As you are probably aware, the word "philosophy" is composed of two words meaning love of wisdom. Most people have the idea that "love of wisdom" in this connection is synonymous with desire for knowledge, but as we have seen from a recent lesson, there is a vast difference between knowledge and wisdom. Wisdom implies love, first, last, and all the time, while knowledge may be used for the most evil purposes imaginable. In fact the true esotericist who is inspired by a fervent devotion in his study and his work in life is too modest to accept the title of philosopher, for to him it means even more as he turns it around and calls it "The Wisdom of Love" instead of love of wisdom. A little thought will very soon make the point clear. The subject we have chosen for the coming series of lessons is one of the most intimate and holy which one can take up, therefore you will readily realize that it must be approached in this "wisdom of love" spirit, in love that is embodied in the full realization of what true philosophy is and means.

Robert Burns once said:

"O wad some pow'r the giftie gie us

To see ourselves as ithers see us!"

But I am afraid that power would indeed be a sad possession though it may seem upon superficial thought to be desirable. Each of us is full of shortcomings. At times we make but a sorry figure on the stage of the world. Sometimes we seem to be thrown aimlessly hither and thither by the shuttlecock of destiny, while others who are unable to see the beam in their own eye are criticizing us and making us appear ridiculous. If we saw ourselves with their eyes, we should lose that most essential attribute--our self-respect; we should shrink from facing our fellow men.

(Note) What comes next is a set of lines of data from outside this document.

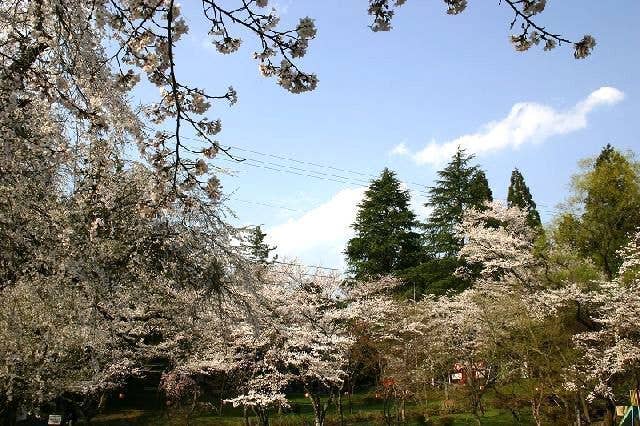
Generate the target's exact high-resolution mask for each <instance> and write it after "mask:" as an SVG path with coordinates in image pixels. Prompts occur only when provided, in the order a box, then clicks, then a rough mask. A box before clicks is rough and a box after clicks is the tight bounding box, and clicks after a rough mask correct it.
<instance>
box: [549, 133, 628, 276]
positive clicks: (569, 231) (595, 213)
mask: <svg viewBox="0 0 640 426" xmlns="http://www.w3.org/2000/svg"><path fill="white" fill-rule="evenodd" d="M585 164H586V170H584V171H583V172H582V173H580V174H578V175H577V176H575V177H574V180H573V190H574V193H575V196H574V199H573V204H575V207H577V208H576V209H575V210H577V211H578V212H579V213H573V212H567V213H565V214H563V215H562V216H561V217H560V218H559V220H558V227H557V231H556V234H555V237H556V239H557V240H558V241H559V242H561V243H564V244H566V245H568V246H573V247H576V248H578V250H579V251H580V253H581V254H582V255H583V256H585V257H586V258H589V259H591V260H592V261H593V262H594V263H595V265H596V266H598V267H599V268H600V269H601V270H602V272H603V273H604V274H605V275H606V276H607V277H608V278H611V277H613V276H614V275H615V274H616V273H617V271H618V268H619V267H620V265H621V263H622V259H621V257H620V254H619V253H618V250H619V249H620V248H621V247H622V246H624V245H625V244H626V243H627V242H628V241H629V236H630V235H631V233H632V232H634V230H636V229H637V228H638V226H640V174H639V173H638V164H637V163H636V162H634V159H633V157H632V156H630V155H629V156H625V155H623V154H621V153H620V152H618V151H616V150H615V149H614V148H613V147H611V145H607V146H606V147H604V148H603V150H602V152H601V153H600V155H599V156H598V157H597V158H596V159H595V160H592V161H591V162H588V163H585Z"/></svg>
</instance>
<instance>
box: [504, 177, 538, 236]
mask: <svg viewBox="0 0 640 426" xmlns="http://www.w3.org/2000/svg"><path fill="white" fill-rule="evenodd" d="M507 204H508V206H509V207H518V208H520V209H521V210H524V211H526V212H527V222H528V223H529V226H531V227H532V228H535V229H538V228H540V226H541V225H542V222H541V221H540V213H538V210H537V209H536V203H535V202H534V201H533V197H532V196H531V192H530V191H529V187H528V186H527V184H526V183H525V182H524V176H522V173H520V170H518V169H513V172H511V183H510V184H509V191H508V194H507Z"/></svg>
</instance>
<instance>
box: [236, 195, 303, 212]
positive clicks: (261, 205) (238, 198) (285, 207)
mask: <svg viewBox="0 0 640 426" xmlns="http://www.w3.org/2000/svg"><path fill="white" fill-rule="evenodd" d="M229 201H239V202H241V203H247V204H255V205H258V206H265V207H272V208H274V209H282V210H289V211H291V212H299V211H300V210H297V209H292V208H290V207H285V206H279V205H276V204H270V203H262V202H259V201H251V200H243V199H241V198H230V199H229Z"/></svg>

When we realize that this is so (and thought upon the matter surely can not fail to convince us), then we might also with profit put the shoe on the other foot and realize that we ourselves, by sharp criticism of the trivial shortcomings of others, are taking a very unbrotherly, unphilosophical, un-wisdom-of-love-like attitude. It is the purpose of the coming lessons to give us an idea of what has caused in the past some of the things that we most criticize in others, so that we may be able personally to avoid similar mistakes; also that we may have that real, true, Christian charity which VAUNTETH NOT ITSELF, IS NOT PUFFED UP, SEEKETH NOT HER OWN, REJOICETH NOT IN EVIL BUT IN THE TRUTH, as paul describes it in that beautiful thirteen chapter of 1st Corinthians.

I trust that you will approach the lessons in that spirit and that they may be of lasting benefit to us all.